Cut mullet works fine by itself. Stays on the hook good also.


----------



## CurDog (Nov 14, 2010)

I'm sure it can't hurt. Probably would help. But since you asked that, have you tried the aluminum foil and WD40? Some folks swear by it. But, what if you used the aluminum foil and put the menhaden oil in it, instead of the WD40??


----------



## Try'n Hard (Oct 23, 2008)

Eat the mullet and stay in the AC - to hot to fish!


----------



## FishWalton (Jul 22, 2010)

Try'n Hard said:


> Eat the mullet and stay in the AC - to hot to fish!


I did that yesterday. Nothing like fresh mullet or fresh fish of any kind.

This morning it wasn't all that bad since there were scattered rain storms and clouds to break up the sun.


----------



## FishWalton (Jul 22, 2010)

CurDog said:


> I'm sure it can't hurt. Probably would help. But since you asked that, have you tried the aluminum foil and WD40? Some folks swear by it. But, what if you used the aluminum foil and put the menhaden oil in it, instead of the WD40??


Not familiar with the aluminum foil trick but have heard of WD 40. Saw a WD 40 test on youtube and the tester was not impressed.


----------



## CurDog (Nov 14, 2010)

fishwalton said:


> Not familiar with the aluminum foil trick but have heard of WD 40. Saw a WD 40 test on youtube and the tester was not impressed.

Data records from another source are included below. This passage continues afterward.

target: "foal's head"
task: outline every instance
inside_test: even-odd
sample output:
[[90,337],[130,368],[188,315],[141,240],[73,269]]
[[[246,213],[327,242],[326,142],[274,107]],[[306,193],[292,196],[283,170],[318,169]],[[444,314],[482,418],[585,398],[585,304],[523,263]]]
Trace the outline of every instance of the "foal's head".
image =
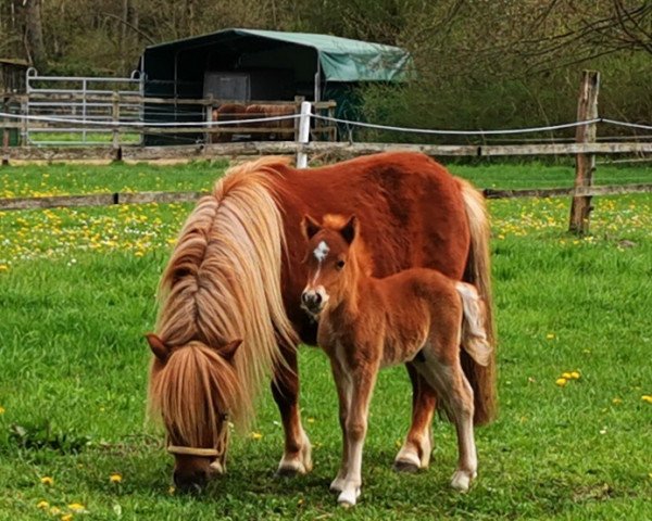
[[196,341],[171,347],[155,334],[147,340],[154,354],[150,407],[167,431],[174,482],[199,491],[225,471],[228,414],[238,390],[231,359],[241,341],[211,348]]
[[308,215],[303,217],[308,283],[301,294],[301,306],[311,315],[317,316],[328,305],[339,305],[355,287],[360,271],[354,247],[359,228],[355,216],[348,220],[326,216],[322,225]]

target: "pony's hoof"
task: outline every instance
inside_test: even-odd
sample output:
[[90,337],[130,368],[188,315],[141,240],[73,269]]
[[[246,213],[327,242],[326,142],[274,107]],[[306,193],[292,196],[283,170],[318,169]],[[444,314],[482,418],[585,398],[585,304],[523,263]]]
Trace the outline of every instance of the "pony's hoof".
[[351,508],[355,506],[359,497],[360,488],[349,488],[339,495],[337,503],[339,503],[339,505],[343,508]]
[[456,470],[451,480],[451,486],[463,494],[468,492],[471,487],[472,476],[464,470]]
[[297,475],[304,474],[305,472],[301,472],[297,467],[279,467],[276,472],[274,472],[274,478],[283,479],[283,478],[297,478]]
[[328,487],[330,492],[339,494],[344,490],[344,480],[340,478],[336,478],[330,482],[330,486]]
[[396,472],[405,472],[408,474],[414,474],[419,471],[419,466],[414,461],[408,461],[406,459],[397,459],[392,466]]

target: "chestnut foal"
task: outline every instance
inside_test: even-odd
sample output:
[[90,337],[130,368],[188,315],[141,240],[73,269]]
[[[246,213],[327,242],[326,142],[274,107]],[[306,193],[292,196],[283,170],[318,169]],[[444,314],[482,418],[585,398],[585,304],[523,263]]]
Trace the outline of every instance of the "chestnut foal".
[[457,432],[459,460],[451,485],[468,491],[477,472],[474,396],[460,364],[460,346],[479,365],[490,360],[482,301],[475,287],[434,269],[412,268],[384,279],[369,276],[355,216],[305,216],[304,309],[319,327],[317,342],[330,358],[343,434],[342,461],[330,490],[355,505],[362,484],[362,447],[368,406],[381,367],[413,361],[437,391]]

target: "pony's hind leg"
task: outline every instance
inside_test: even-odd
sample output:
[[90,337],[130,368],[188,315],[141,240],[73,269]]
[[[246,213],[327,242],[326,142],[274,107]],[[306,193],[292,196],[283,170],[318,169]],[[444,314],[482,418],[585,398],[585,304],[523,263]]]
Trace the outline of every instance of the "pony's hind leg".
[[437,395],[412,363],[405,365],[412,382],[412,423],[403,446],[394,458],[398,472],[416,472],[430,462],[432,453],[432,415]]
[[284,454],[276,475],[292,478],[312,470],[312,447],[301,424],[299,411],[297,348],[285,348],[283,353],[288,367],[276,368],[272,382],[272,394],[280,411],[285,434]]

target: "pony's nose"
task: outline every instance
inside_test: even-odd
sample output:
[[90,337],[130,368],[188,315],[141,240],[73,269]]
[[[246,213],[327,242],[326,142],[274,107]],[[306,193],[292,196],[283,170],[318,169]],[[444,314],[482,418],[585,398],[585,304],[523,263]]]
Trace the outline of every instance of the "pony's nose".
[[304,291],[301,294],[301,300],[308,308],[317,308],[322,304],[322,295],[316,291]]
[[198,469],[191,472],[174,471],[174,484],[179,492],[201,492],[209,482],[209,472],[205,469]]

The aluminum foil is "supposed" to catch their eye, and the wd40 they're "supposed" to like. Cut a small strip of foil 2"Wx3"L, roll it like a cigarette, crimp one end over, spray wd40 into the other end, make a half crimp on it. Hook thru center, toss out.... never tried it, but have heard lots of people doing it. Whether they are actually catching 'em like this, or not, idk? But I bet using the menhaden oil instead, may be the ticket...


----------



## Try'n Hard (Oct 23, 2008)

Might work on croaker.... May even fix their croak!


----------



## CatHunter (Dec 31, 2008)

Tried mullet, it works okay. Channel cats would care more for the menhaden oil than blues. Flatheads wont touch the stuff..


----------



## FishWalton (Jul 22, 2010)

CatHunter said:


> Tried mullet, it works okay. Channel cats would care more for the menhaden oil than blues. Flatheads wont touch the stuff..


thanks for the input.....cut up a couple of mullet yesterday and doctored them with a little menhaden oil for a trip to the Hooch next week but the trip fell through this morning. So will freeze it I guess then see if it will stay on a hook when thawed.


----------



## CatCrusher (Jan 18, 2009)

fishwalton said:


> thanks for the input.....cut up a couple of mullet yesterday and doctored them with a little menhaden oil for a trip to the Hooch next week but the trip fell through this morning. So will freeze it I guess then see if it will stay on a hook when thawed.


I keep some frozen and it works fine. I usually have to cut the skin off my hooks.


----------